In this project, an alternative architecture is proposed for the Fighting ICE competition which combines two of the most popular previous architectures reflex and learning based as subsystems. In this project I present a hybrid based architecture which combines two subsystems one reactive and one proactive and combines them into a single agent. A simple reflex agent is used to build in some expert knowledge and k nearest neighbor is used to predict attacks based on location. The sub-system is modeled as a vertically layered one pass architecture. This allows for the combination of different agent architectures at each layer and to choose the optimal action based on the perception system.
Follow the instructions on the Getting Started page which will shows you how to install Fighting ICE and the AIToolkit. You can then clone the repository and add the .jar file to the Fighting ICE project to verify the results and continue delveoping the source code.

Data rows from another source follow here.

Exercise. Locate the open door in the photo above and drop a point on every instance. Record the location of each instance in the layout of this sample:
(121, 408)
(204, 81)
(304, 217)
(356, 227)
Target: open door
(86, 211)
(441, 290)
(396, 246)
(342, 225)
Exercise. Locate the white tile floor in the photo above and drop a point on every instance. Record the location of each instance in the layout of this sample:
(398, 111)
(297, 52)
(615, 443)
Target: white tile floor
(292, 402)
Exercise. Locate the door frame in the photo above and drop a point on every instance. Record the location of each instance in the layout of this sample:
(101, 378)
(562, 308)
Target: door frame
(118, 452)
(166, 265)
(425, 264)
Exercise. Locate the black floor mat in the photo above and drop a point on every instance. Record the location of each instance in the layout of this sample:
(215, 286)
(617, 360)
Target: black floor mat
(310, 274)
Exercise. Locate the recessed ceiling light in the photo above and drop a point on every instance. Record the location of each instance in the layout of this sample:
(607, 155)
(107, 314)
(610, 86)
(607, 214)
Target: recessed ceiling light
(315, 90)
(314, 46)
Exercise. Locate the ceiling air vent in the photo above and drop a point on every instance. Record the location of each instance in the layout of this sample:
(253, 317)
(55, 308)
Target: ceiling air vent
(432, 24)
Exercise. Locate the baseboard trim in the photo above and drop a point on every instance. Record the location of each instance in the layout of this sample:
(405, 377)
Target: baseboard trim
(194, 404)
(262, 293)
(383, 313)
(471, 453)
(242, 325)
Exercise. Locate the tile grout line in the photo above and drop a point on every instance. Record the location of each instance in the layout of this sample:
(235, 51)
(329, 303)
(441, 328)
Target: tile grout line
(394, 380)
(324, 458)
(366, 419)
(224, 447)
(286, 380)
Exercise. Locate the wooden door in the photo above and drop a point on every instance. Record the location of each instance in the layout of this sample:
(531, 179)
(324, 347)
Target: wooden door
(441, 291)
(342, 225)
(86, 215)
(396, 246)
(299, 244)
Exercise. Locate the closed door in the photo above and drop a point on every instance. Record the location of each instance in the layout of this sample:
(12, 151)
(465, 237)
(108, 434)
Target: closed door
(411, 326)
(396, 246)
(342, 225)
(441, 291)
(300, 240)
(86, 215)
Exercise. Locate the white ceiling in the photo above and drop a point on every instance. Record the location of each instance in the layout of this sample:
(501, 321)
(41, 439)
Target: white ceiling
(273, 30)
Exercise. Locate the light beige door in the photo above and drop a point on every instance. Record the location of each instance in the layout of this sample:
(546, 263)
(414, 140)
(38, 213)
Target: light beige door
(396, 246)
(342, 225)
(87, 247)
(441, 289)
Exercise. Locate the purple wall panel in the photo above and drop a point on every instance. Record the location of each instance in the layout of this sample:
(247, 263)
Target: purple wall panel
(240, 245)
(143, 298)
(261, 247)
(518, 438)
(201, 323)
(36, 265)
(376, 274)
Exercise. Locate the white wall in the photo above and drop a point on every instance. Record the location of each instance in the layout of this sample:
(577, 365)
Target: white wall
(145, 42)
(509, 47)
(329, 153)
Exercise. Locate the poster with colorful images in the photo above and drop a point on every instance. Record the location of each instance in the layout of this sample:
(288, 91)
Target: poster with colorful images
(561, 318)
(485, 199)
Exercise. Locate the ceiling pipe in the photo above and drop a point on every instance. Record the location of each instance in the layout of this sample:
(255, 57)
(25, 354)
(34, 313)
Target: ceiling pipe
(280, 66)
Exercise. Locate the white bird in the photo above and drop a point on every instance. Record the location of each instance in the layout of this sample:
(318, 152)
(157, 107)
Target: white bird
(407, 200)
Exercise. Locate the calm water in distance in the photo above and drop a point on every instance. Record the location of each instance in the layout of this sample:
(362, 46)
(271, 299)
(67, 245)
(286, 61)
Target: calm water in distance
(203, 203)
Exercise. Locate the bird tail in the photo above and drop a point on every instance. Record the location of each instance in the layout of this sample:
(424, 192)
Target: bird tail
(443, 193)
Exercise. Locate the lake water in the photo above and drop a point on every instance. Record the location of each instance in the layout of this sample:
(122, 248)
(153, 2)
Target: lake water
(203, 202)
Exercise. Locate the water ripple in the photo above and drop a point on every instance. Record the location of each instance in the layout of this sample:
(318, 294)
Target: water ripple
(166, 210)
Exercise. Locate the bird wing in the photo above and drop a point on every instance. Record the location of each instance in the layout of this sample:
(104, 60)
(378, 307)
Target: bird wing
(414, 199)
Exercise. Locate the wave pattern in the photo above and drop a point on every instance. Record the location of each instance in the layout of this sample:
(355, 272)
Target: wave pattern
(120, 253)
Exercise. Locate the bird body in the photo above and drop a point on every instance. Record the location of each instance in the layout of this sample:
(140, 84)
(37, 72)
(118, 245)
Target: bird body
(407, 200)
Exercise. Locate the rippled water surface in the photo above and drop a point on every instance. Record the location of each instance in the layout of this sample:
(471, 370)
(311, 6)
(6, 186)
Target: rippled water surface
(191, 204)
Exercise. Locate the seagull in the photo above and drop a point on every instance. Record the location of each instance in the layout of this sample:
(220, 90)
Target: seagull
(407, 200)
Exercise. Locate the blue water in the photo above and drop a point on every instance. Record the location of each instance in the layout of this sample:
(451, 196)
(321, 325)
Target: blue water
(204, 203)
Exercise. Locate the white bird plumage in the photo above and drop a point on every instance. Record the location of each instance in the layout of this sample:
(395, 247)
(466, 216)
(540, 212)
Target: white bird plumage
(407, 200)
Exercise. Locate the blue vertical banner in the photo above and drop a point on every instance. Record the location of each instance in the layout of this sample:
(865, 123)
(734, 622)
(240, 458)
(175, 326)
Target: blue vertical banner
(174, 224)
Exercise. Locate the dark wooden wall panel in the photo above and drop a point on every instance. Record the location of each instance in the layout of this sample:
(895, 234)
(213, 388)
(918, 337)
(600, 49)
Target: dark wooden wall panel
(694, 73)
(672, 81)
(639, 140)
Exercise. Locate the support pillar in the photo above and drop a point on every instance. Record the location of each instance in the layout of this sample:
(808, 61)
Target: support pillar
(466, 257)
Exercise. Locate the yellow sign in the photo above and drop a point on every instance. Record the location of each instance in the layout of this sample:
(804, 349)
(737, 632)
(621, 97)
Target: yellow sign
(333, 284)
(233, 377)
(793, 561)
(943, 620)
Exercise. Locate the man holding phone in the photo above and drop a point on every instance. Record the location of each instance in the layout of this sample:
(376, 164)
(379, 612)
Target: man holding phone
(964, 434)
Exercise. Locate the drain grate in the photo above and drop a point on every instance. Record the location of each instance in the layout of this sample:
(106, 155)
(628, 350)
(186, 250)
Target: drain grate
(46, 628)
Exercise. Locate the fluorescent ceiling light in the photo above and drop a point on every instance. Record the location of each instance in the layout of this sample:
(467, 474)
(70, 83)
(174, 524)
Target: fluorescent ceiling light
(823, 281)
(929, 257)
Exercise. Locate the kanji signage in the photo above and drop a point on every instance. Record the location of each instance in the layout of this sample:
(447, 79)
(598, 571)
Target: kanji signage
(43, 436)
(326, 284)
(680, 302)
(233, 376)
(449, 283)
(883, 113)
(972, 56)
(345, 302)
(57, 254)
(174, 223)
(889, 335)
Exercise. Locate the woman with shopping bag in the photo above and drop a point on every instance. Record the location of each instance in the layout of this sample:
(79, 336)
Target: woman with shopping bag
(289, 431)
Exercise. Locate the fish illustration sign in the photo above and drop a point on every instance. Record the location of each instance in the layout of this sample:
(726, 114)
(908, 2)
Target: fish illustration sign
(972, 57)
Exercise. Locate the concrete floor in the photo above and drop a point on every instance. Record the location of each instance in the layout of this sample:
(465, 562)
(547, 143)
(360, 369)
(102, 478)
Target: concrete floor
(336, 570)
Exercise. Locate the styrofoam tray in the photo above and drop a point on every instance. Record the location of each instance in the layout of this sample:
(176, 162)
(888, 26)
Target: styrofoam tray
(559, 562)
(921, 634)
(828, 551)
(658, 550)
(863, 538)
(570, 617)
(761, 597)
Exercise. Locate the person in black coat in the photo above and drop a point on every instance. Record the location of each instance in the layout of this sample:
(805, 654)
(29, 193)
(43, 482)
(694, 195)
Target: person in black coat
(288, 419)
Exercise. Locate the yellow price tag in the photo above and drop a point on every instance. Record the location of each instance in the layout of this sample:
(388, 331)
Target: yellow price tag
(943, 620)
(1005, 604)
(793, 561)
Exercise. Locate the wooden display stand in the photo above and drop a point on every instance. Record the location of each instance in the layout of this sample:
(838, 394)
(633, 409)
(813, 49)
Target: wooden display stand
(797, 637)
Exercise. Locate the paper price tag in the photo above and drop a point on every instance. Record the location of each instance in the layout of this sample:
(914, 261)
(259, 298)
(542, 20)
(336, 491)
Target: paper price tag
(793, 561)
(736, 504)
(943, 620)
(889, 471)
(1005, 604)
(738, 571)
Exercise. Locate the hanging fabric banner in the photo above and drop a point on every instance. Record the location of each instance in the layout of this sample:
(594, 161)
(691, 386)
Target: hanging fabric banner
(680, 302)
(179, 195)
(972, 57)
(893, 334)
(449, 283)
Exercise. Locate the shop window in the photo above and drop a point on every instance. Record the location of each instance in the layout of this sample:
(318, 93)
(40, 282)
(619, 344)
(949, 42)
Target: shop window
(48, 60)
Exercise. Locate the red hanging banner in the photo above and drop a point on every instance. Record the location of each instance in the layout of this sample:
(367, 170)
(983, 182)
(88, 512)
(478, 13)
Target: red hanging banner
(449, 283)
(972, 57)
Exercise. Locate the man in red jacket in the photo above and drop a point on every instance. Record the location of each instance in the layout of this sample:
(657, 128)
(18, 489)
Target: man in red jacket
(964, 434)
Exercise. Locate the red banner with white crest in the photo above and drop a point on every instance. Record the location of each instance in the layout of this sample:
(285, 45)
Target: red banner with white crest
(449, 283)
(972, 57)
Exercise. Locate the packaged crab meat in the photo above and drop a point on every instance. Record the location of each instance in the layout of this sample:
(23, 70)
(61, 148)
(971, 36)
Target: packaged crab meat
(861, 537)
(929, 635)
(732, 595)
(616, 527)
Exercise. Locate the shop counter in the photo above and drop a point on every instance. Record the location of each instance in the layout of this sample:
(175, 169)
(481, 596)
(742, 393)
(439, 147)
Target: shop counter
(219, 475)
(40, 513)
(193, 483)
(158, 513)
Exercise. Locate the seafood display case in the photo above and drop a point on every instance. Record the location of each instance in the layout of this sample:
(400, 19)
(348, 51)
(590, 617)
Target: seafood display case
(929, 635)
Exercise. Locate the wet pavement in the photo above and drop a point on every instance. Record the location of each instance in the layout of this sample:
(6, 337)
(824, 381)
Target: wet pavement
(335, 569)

The controller in it's current form is quite successful and has been able to beat a number of the controllers from the previous year. Further information about the design of the system can be seen in the report. The controller has only been tested on Version 2.0 of Fighting ICE and I have no plans to update to Version 3.0.
Agent | Round 1 | Round 2 | Round 3 | Average |
---|---|---|---|---|
T3C | 418 | 757 | 726 | 634 |
ATTeam2 | 478 | 415 | 518 | 470 |
DragonKing3C | 447 | 493 | 578 | 506 |
This table shows the results against the top 3 controllers from last year with a score above 500 indicating a win.